There were several limitations in this study. First, because patients were selected exclusively from the interventional imaging department, some lung entities such as interstitial lung disease were not represented. Second, some CT0 images were acquired within the month before or after the procedure. It could be argued that some lesions could have evolved thus changing their configuration and size. This was not the case when the two acquisitions were performed in the same day, as was done for more than half of the cases in our study. However, this procedure was judged as the most ideal for the patient because a routine-level dose CT followed by a reduced dose CT would have been unacceptable. To minimize this bias, we excluded cases with significant evolution or complications between the CT0 and the CT1. Third, the CT0 exams were acquired on several different machines, but all considered of diagnostic quality. Reconstruction parameters, such as slice thickness and kernel, were identical on both the 8-slice and 64-slice CT scanners, generating comparable IQ. Finally, this study only compares the diagnostic performance of chest CT at a dose below 0.3 mSv for analysis of the lung parenchyma, where lesions have a high intrinsic contrast relative to the surrounding pulmonary tissue. Our results need to be further evaluated using other thoracic pathologies and clinical situations along with a larger sample size.
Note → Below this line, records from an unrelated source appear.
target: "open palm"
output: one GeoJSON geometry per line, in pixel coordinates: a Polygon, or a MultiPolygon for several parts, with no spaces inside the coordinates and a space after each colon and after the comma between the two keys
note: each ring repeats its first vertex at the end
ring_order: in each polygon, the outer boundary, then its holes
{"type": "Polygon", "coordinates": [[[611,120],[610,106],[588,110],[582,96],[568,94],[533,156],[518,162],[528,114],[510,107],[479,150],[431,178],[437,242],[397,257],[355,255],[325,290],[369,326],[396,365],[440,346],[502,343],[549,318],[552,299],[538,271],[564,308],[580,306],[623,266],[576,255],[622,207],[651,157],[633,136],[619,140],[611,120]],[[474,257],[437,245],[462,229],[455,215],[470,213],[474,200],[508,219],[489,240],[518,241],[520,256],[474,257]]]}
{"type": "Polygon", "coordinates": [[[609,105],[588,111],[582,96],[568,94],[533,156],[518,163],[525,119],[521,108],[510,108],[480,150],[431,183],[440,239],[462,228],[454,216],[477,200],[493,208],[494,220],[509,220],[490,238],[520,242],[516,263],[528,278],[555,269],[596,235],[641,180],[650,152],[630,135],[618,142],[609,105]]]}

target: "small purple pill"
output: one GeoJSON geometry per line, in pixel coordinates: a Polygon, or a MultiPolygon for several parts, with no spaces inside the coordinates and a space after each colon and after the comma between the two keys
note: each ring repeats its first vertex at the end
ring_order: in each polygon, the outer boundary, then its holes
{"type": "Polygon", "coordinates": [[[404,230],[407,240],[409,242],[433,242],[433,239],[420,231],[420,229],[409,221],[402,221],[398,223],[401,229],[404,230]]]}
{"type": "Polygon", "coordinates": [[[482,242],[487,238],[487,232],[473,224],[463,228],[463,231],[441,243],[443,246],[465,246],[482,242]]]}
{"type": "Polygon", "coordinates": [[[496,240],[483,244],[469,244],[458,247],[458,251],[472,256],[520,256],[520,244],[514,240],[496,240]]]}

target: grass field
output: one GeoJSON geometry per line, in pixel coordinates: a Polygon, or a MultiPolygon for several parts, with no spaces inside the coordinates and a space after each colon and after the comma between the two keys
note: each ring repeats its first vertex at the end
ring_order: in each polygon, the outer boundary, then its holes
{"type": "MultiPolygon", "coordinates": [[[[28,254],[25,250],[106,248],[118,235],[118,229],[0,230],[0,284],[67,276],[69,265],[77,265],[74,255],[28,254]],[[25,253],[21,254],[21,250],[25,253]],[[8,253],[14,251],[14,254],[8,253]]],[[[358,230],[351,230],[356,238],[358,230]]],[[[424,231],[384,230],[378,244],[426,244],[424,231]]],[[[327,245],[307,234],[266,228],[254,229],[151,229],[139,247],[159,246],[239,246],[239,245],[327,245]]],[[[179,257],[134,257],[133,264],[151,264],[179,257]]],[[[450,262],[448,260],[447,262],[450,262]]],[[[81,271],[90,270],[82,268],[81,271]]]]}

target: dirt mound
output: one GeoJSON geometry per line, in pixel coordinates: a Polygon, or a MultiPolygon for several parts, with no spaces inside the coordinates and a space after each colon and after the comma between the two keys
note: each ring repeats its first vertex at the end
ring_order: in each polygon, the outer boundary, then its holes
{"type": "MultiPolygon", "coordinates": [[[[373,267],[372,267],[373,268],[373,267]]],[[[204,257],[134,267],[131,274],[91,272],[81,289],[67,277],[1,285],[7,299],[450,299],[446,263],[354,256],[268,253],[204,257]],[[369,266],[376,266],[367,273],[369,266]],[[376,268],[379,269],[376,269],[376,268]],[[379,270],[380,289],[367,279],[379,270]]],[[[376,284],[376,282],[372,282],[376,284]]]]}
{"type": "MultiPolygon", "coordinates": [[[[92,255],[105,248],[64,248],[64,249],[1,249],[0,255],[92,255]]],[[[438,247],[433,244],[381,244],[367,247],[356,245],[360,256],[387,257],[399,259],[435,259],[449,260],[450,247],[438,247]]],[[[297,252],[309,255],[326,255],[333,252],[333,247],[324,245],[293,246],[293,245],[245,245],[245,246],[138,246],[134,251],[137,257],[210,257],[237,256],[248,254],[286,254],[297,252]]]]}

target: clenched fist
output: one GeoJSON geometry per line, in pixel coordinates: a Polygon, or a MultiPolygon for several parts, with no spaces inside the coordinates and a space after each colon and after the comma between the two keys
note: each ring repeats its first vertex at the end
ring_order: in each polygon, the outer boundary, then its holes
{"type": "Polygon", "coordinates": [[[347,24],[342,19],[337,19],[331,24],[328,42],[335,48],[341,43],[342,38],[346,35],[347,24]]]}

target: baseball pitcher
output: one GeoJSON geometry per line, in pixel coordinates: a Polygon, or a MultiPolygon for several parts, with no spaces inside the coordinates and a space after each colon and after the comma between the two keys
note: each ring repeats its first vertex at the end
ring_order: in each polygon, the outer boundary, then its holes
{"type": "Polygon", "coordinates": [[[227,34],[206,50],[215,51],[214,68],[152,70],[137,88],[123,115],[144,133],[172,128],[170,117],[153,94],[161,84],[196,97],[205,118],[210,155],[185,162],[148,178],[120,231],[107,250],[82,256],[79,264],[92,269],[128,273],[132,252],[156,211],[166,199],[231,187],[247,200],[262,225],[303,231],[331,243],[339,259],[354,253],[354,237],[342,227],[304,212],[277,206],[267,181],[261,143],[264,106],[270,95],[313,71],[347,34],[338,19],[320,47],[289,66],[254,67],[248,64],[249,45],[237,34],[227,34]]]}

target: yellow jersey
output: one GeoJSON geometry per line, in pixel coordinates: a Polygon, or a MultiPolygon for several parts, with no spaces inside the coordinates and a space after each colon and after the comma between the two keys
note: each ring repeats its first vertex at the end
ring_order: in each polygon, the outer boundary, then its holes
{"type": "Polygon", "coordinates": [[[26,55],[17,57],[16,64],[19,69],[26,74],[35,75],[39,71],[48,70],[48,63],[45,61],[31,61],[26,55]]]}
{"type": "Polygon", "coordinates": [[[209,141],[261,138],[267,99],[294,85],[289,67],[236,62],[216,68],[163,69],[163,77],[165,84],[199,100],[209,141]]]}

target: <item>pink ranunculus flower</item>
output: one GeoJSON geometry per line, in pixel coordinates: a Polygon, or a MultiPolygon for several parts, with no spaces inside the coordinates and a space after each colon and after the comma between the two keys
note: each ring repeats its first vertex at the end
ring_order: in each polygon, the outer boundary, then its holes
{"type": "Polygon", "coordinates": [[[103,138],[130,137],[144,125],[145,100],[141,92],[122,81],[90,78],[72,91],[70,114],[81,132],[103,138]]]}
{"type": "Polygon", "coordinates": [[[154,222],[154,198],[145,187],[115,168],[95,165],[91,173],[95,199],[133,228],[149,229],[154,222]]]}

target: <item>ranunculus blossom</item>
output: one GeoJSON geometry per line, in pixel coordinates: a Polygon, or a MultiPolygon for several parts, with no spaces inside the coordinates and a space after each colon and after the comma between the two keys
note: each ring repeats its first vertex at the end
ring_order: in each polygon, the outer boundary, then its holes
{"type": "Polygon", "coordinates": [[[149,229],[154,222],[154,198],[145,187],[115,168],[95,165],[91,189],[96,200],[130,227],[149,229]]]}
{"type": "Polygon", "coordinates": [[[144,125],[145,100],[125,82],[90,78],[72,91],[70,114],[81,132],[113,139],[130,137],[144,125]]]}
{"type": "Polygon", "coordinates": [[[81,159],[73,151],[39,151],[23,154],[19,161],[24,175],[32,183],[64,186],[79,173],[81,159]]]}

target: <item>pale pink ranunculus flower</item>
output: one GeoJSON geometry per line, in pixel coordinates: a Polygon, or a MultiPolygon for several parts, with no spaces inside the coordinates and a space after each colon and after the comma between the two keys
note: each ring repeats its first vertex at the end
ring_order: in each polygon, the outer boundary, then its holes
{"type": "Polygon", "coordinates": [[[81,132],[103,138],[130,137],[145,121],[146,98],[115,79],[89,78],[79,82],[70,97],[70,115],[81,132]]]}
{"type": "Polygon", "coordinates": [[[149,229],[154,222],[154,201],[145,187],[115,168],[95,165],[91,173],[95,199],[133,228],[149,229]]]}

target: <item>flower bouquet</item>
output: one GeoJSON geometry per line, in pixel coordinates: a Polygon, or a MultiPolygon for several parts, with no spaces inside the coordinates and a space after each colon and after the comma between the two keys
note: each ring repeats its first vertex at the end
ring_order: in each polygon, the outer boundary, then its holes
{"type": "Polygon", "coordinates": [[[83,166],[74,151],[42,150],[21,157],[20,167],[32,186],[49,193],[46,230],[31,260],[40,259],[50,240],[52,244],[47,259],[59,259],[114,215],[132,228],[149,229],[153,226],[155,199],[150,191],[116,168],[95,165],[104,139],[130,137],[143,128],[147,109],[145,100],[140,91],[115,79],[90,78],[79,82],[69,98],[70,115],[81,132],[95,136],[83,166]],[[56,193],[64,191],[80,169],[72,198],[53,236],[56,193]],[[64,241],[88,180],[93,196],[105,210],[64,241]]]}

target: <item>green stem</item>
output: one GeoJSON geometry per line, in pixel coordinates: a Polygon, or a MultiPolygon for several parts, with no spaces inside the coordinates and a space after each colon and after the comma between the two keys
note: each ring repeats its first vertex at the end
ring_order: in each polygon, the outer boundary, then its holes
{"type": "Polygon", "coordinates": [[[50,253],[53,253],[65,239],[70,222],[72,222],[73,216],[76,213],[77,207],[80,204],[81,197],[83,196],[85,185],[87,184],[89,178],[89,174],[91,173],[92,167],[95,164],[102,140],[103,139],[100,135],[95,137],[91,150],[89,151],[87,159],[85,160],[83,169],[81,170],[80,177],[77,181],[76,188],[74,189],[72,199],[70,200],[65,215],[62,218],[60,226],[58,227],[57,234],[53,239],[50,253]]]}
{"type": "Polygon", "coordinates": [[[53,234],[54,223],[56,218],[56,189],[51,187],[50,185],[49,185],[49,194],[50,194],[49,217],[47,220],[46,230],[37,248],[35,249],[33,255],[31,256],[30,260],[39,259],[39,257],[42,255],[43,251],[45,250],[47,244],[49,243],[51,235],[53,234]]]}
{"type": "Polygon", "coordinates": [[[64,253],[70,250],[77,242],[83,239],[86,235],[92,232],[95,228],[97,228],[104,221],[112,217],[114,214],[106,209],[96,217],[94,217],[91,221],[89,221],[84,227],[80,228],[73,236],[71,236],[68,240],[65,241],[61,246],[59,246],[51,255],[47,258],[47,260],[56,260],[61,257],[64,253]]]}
In conclusion, chest CT performed at an effective dose below 0.3 mSv, close to that of a chest X-ray, achieves good IQ by using iDose4, soft kernel and 512 × 512 matrix. As compared to standard dose CT, these reconstruction parameters allow diagnosis of solid parenchymal disorders greater than 4 mm, and may thus be used in specific conditions such as post-interventional or parenchymal nodule >4 mm follow-up CT imaging.
Footnotes
Acknowledgments
The authors would like to thank Steven Hajdu, Alban Denys, Boris Guiu, and Brice Coisnon (Department of Radiology, Lausanne University Hospital, Rue du Bugnon 46, CH-1011 Lausanne, Switzerland) for CT1 acquisitions, and Frédéric Mieville (Department of Radio-oncology, Hospital Fribourg, Chemin des Pensionnats 26, CH-1708 Fribourg, Switzerland) for the MTF calculation method implemented in MATLAB®.
Conflict of interest
Three authors (Susanne Heinzer, Stéphane Montandon, and Andrei Feldman) are Philips employees.
Funding
This research received no specific grant from any funding agency in the public, commercial, or not-for-profit sectors.